Russell is a giant bag of dicks. Again, I'm not sure if he was supposed to be or not, but I really disliked him. (I did like the portrayal of sexuality - most characters are bisexual and this is unremarked-upon - I just disliked Russell.) He's a space pirate, and realistically they would probably be jerks, but seriously? JERK. He ditches his doomed boyfriend and doesn't contact him for fourteen years, then sends him a photo and nothing else. The vanishing was because he was flipped out over Jimson's illness, and is understandable. The fourteen-years-late space selfie with no note attached? JERK. He then proceeds to be a dick for the rest of the book, though at least Jimson gets to be with him and is at least somewhat pleased about that.

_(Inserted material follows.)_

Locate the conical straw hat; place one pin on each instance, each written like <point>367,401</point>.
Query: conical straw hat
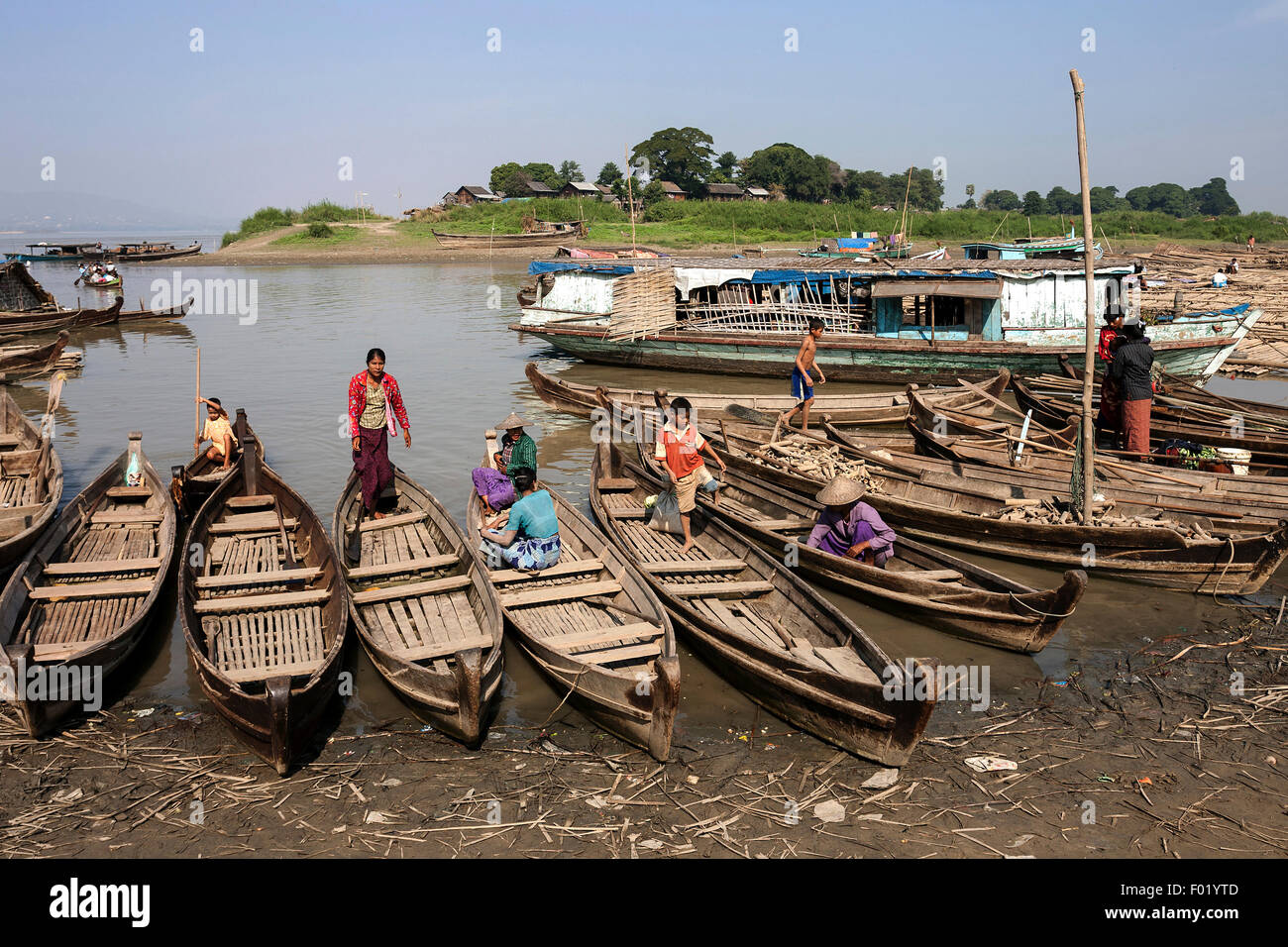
<point>840,491</point>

Again, given the suggested delicious melodrama of the premise, Jimson is an incredibly low-key character and so is the book. There's one scene that sort of lives up to the "shimmering hyperspace" bit but Jimson's experience of hyperspace is that it's kind of reddish, and he spends most of it wandering around the spaceship making sure the characters who are doing exciting stuff don't forget to eat.
There's some mild space adventuring which is nowhere near exciting enough that I'd give up my whole life for it, followed by an ending which you may or may not read as a cop-out. ( Read more... )
This is at least the second book I've read in which someone chooses to go into space for a brief period of glory before it kills them. The other is Emma Bull's Falcon
Does anyone know of any more books with that premise? Especially if they actually write it the way it sounds like.